A Phase Ib/II study with YELIVA for the treatment of refractory or relapsed multiple myeloma is ongoing at Duke University Medical Center. The study is supported by a $2 million grant from the NCI Small Business Innovation Research Program (SBIR) awarded to Apogee Biotechnology Corp. (Apogee), in conjunction with Duke University, with additional support from RedHill.
A Phase I/II clinical study evaluating YELIVA in patients with refractory/relapsed diffuse large B-cell lymphoma as well as Kaposi sarcoma patients is ongoing at the Louisiana State University Health Sciences Center. The study is supported by a grant from the NCI awarded to Apogee, with additional support from RedHill.
A Phase Ib study to evaluate YELIVA as a radioprotectant for prevention of mucositis in head and neck cancer patients undergoing therapeutic radiotherapy is planned to be initiated in the third quarter of 2017.
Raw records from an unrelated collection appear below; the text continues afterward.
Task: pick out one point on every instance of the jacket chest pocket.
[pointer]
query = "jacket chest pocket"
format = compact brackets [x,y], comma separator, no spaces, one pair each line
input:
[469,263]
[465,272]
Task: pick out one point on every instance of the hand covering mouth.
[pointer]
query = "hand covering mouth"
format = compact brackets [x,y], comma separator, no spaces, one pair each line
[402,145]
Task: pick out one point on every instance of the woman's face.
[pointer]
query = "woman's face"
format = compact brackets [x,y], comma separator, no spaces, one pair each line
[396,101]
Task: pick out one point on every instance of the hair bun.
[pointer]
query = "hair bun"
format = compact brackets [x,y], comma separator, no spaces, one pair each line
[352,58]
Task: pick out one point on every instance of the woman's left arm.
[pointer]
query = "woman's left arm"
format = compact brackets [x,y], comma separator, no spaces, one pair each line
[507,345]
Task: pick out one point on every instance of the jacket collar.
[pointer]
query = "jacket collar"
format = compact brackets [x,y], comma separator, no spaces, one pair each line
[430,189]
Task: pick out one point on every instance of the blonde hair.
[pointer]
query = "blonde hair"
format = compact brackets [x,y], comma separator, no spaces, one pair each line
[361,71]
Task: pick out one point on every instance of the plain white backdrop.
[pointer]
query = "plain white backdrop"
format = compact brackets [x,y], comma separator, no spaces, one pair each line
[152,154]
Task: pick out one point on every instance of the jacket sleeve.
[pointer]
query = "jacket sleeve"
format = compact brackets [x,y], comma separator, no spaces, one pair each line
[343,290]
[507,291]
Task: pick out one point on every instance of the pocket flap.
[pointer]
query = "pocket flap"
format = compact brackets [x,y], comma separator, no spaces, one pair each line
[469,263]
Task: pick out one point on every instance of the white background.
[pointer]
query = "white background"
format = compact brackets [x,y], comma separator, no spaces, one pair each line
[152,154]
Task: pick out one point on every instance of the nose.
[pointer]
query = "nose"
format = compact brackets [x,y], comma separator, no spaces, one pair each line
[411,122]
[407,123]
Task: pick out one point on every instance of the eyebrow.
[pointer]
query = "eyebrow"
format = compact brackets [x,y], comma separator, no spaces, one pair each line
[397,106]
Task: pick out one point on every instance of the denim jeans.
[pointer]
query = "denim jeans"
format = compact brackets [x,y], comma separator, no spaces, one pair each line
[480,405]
A Phase II study to evaluate the efficacy of YELIVA in patients with moderate to severe ulcerative colitis is planned to be initiated in the second half of 2017.
About YELIVA (ABC294640):
YELIVA (ABC294640) is a Phase II-stage, proprietary, first-in-class, orally-administered, sphingosine kinase-2 (SK2) selective inhibitor with anti-cancer and anti-inflammatory activities. RedHill is pursuing with YELIVA multiple clinical programs in oncology, inflammatory and gastrointestinal indications. By inhibiting SK2, YELIVA blocks the synthesis of sphingosine 1-phosphate (S1P), a lipid signaling molecule that promotes cancer growth and pathological inflammation. SK2 is an innovative molecular target for anticancer therapy because of its critical role in catalyzing the formation of S1P, which is known to regulate cell proliferation and activation of inflammatory pathways. YELIVA was originally developed by U.S.-based Apogee Biotechnology Corp. and completed multiple successful pre-clinical studies in oncology, inflammation, GI and radioprotection models, as well as the ABC-101 Phase I clinical study in cancer patients with advanced solid tumors. The Phase I study included the first-ever longitudinal analysis of plasma S1P levels as a potential pharmacodynamic (PD) biomarker for activity of a sphingolipid-targeted drug. The administration of YELIVA resulted in a rapid and pronounced decrease in S1P levels, with several patients having prolonged stabilization of disease. YELIVA received Orphan Drug designation from the U.S. FDA for the treatment of cholangiocarcinoma. The development of YELIVA was funded to date primarily by grants and contracts from U.S. federal and state government agencies awarded to Apogee Biotechnology Corp., including the U.S. National Cancer Institute, the U.S. Department of Health and Human Services’ Biomedical Advanced Research and Development Authority (BARDA), the U.S. Department of Defense and the FDA Office of Orphan Products Development.